Module 1: First language acquisition, second language ... › 2014 › 10 › ling-307 … · Language Acquisition Module 1: First language acquisition, second language acquisition,

Natural Language Dialogues with Seq2Seq · Natural Language Dialogues with Sequence-To-Sequence Learning Dirk von Grünigen Deep Learning Day 2017, 22nd September 2017

First language acquisition, Second language acquisition ... · PDF fileLinguistics First language acquisition, Second language acquisition/learning, Language and social variation Chapters

Proactive Acquisition Dialogues

FIRST LANGUAGE ACQUISITION AND SECOND LANGUAGE ACQUISITION

Language acquisition - LING 200: Introduction to the Study ... · The study of language acquisition Acquisition of syntax Over-regularization Stages of language acquisition Stages

Second Language Acquisition Approaches - Wikispacesweareallalike.wikispaces.com/file/view/Second+Language+Acquisition... · Second Language Acquisition Approaches & Contextual Factors

Language acquisition .

Lexicon Syntax Interface in Second Language Acquisition (Language Acquisition and Language Disorders)

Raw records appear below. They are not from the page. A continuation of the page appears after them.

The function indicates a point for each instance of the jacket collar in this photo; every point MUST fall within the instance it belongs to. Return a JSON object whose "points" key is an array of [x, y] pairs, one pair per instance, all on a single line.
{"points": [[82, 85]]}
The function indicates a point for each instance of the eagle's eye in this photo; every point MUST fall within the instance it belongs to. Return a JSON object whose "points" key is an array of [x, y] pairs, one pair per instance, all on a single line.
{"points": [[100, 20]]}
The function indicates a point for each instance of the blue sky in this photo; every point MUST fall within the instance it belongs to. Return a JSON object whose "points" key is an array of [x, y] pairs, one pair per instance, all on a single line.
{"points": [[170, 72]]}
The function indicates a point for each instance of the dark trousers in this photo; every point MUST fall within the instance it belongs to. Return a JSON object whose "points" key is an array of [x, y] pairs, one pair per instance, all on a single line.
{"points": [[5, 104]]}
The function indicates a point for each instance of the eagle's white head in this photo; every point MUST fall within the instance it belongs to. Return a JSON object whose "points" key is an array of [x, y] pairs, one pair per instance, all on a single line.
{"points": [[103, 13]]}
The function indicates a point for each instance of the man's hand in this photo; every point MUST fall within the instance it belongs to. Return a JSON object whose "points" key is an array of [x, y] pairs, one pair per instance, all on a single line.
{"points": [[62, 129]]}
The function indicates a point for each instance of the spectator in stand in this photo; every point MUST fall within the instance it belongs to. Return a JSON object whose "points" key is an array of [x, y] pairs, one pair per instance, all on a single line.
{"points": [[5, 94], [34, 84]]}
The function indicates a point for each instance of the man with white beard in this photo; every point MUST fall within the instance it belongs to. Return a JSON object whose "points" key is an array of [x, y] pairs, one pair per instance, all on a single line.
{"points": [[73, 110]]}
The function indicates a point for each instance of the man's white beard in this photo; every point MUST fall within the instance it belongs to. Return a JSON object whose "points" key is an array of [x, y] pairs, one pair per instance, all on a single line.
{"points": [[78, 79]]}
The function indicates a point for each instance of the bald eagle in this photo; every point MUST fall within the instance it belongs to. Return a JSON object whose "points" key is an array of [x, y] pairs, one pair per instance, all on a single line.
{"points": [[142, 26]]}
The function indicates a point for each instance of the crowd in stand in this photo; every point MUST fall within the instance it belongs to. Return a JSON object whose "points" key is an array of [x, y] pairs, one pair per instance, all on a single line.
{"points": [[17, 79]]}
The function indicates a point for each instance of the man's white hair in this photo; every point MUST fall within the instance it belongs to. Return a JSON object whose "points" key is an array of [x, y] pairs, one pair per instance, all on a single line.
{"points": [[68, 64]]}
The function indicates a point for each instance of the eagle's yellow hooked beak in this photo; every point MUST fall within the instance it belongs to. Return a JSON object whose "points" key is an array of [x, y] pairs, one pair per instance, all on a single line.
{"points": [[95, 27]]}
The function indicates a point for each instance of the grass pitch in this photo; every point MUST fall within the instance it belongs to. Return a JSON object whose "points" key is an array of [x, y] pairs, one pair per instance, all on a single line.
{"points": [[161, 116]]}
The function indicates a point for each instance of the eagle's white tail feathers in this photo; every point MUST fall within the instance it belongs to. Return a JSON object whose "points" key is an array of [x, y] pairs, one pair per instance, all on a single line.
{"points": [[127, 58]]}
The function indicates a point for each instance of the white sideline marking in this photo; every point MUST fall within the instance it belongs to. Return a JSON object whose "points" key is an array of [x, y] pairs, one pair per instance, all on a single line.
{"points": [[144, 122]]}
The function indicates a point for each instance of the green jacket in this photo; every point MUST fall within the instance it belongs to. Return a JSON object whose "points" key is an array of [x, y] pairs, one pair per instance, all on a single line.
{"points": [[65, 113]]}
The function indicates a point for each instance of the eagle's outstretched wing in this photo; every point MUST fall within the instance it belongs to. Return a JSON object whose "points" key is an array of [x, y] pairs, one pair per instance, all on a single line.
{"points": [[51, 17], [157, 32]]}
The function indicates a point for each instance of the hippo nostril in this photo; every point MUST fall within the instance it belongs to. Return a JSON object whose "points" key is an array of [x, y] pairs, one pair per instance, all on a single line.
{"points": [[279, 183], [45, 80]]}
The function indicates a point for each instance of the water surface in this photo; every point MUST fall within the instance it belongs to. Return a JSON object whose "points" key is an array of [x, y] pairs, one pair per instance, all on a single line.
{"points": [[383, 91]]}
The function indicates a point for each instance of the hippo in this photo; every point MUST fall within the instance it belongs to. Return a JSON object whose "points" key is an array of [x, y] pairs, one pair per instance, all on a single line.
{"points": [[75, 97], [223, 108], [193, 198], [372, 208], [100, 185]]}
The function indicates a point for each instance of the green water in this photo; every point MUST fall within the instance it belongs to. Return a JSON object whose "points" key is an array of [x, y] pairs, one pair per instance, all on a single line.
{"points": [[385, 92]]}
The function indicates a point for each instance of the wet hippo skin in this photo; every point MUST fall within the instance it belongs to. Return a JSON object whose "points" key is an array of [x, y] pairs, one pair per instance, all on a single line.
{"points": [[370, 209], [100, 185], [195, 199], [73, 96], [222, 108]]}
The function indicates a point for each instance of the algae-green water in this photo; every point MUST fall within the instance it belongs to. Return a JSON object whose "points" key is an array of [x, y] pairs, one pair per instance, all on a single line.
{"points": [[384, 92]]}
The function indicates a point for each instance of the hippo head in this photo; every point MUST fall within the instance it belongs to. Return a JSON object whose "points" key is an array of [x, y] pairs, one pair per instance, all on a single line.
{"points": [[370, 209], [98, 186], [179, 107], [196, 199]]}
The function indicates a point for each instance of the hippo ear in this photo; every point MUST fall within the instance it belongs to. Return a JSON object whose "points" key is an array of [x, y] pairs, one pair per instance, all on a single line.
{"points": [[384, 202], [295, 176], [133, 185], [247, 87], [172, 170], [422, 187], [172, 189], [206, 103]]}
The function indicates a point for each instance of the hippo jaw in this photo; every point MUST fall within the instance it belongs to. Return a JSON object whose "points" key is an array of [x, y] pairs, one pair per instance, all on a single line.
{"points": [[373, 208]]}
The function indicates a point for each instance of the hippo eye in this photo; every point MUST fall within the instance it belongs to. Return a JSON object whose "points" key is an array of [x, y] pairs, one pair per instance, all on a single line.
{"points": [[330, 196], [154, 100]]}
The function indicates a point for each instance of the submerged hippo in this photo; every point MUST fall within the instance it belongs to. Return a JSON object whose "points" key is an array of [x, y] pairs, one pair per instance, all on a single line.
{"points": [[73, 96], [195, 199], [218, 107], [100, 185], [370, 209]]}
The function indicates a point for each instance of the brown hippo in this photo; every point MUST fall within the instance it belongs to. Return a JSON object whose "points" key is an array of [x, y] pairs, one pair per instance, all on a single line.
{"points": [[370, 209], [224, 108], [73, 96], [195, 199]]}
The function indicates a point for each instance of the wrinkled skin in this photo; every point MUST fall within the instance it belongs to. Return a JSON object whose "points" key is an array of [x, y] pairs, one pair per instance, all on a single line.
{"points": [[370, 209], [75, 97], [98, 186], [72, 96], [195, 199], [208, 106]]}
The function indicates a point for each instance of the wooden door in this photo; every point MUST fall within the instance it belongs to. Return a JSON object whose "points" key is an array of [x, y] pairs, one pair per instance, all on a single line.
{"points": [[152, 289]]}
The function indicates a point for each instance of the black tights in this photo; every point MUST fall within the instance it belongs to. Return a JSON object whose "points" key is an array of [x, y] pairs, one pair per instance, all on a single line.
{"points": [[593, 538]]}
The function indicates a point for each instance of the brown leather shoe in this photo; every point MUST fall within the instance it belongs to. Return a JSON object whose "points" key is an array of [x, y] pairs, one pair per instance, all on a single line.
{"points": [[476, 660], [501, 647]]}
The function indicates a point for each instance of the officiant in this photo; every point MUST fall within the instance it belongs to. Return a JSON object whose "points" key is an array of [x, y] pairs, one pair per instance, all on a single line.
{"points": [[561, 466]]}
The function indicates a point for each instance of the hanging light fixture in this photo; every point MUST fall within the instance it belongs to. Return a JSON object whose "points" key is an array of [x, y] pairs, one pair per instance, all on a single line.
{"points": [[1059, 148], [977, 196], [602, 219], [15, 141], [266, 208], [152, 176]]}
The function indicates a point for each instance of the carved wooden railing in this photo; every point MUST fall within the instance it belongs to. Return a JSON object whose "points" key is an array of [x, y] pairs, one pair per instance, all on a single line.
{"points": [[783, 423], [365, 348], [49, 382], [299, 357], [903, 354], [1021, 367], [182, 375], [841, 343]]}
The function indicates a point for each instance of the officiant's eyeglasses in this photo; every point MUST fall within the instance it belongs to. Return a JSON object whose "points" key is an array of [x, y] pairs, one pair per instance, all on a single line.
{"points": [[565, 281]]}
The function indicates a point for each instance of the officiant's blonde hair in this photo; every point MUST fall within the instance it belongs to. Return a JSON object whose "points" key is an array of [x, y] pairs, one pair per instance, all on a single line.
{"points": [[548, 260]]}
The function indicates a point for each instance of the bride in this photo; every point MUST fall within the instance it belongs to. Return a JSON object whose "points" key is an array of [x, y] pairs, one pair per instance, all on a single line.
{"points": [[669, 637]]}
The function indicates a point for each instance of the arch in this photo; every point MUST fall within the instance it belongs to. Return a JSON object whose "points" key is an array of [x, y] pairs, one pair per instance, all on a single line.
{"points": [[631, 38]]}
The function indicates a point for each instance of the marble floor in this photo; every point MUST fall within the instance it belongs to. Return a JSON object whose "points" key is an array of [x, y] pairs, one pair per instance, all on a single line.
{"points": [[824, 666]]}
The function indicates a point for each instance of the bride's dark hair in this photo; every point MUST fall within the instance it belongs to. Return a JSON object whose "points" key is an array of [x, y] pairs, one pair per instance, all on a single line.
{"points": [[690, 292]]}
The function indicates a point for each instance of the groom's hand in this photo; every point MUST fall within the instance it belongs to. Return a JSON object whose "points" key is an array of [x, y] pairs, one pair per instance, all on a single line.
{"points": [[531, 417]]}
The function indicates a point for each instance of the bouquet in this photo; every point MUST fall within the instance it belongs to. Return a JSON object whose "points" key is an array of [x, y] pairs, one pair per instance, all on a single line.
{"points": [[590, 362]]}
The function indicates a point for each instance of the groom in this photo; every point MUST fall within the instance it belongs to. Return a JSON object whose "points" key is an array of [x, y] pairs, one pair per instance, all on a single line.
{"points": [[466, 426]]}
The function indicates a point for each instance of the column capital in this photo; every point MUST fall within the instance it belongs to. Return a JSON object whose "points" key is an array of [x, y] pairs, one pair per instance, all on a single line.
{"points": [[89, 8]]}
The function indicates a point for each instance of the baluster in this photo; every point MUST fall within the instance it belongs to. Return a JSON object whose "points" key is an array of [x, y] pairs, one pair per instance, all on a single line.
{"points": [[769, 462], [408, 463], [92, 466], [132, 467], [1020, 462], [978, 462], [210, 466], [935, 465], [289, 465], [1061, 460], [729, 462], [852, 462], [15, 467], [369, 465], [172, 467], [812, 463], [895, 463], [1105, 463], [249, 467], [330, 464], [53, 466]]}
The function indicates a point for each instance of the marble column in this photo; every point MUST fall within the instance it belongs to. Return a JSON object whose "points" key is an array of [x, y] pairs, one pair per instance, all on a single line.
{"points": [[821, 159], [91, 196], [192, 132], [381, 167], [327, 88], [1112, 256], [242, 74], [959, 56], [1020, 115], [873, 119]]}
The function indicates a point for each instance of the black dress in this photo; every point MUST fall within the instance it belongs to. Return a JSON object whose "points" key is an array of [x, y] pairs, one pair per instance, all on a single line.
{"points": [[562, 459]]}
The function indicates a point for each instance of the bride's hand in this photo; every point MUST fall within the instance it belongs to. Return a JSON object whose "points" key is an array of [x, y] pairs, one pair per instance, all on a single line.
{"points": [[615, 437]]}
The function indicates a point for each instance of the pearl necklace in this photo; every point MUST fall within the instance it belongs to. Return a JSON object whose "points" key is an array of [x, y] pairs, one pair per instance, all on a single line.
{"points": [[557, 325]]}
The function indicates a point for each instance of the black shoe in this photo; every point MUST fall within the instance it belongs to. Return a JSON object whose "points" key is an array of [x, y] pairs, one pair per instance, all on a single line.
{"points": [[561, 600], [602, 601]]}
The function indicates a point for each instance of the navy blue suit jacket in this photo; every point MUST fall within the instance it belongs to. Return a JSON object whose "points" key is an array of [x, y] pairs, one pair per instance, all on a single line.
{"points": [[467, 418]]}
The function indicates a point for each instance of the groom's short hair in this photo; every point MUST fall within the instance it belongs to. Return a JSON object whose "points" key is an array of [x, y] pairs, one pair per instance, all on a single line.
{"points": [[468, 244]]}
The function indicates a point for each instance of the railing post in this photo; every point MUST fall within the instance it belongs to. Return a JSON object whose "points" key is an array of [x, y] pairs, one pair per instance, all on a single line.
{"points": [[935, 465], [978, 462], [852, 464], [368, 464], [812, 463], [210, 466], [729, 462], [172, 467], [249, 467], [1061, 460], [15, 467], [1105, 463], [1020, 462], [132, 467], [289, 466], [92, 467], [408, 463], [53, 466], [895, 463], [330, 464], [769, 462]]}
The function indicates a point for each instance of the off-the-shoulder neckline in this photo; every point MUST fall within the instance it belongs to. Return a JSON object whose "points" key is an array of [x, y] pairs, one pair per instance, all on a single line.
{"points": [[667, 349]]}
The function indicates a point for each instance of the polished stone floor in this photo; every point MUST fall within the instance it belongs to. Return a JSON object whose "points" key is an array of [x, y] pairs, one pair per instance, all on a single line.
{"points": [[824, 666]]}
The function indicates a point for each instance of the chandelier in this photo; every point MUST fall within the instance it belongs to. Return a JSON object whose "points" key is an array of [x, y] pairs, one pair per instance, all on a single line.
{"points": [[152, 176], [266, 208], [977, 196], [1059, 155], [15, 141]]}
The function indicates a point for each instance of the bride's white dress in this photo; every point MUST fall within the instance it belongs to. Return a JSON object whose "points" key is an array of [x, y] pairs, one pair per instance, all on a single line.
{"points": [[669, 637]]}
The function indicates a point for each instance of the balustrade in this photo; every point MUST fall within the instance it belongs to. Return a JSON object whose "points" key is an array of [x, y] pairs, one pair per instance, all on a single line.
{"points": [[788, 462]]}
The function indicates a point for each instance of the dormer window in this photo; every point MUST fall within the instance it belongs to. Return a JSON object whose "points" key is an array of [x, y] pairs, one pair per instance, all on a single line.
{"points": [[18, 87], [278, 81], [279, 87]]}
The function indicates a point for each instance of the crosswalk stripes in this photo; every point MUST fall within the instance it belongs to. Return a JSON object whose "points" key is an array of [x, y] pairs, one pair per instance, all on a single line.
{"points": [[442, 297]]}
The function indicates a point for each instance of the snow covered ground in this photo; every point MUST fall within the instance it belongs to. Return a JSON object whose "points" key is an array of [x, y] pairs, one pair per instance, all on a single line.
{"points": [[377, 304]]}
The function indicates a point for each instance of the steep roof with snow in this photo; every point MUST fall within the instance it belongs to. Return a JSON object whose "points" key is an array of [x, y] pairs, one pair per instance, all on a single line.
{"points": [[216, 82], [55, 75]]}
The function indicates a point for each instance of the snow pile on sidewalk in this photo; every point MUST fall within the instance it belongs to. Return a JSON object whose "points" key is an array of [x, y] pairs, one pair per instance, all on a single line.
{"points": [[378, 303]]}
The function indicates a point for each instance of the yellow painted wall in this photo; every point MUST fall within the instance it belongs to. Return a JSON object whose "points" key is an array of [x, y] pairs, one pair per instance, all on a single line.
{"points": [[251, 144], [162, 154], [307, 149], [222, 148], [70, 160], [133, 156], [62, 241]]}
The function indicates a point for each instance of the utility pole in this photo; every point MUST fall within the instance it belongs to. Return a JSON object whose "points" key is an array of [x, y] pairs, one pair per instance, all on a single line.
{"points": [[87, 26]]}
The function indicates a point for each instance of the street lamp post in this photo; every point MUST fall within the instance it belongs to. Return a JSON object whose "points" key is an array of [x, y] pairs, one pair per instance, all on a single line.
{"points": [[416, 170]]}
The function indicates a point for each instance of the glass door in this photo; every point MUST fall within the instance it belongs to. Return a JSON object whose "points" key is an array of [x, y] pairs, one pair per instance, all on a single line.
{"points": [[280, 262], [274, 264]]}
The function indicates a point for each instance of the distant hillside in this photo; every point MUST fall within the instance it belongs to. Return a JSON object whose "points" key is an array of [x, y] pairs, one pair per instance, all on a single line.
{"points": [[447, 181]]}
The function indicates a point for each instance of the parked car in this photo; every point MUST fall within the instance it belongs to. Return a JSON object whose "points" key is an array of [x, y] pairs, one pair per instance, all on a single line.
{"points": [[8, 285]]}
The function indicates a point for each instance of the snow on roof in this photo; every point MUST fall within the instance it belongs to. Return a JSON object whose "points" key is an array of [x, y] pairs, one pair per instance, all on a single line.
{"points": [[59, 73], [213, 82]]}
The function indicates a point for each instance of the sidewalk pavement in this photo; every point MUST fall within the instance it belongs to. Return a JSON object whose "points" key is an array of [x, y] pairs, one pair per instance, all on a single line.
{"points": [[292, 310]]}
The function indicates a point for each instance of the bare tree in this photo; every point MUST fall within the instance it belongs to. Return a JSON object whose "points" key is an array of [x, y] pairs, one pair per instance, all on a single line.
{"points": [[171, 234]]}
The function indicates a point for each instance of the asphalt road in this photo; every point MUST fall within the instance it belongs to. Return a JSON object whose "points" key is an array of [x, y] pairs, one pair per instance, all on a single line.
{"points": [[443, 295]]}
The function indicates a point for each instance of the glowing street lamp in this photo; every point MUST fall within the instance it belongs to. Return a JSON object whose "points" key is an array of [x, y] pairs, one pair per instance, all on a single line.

First Language Acquisition Ling400. First language (L1) acquisition Crucial questions regarding language acquisitionCrucial questions regarding language.

Language learning and social media: 6 key dialogues

Second Language Acquisition. Language Learning vs. Language Acquisition Language acquisition is a subconscious process. Language learning requires a formal.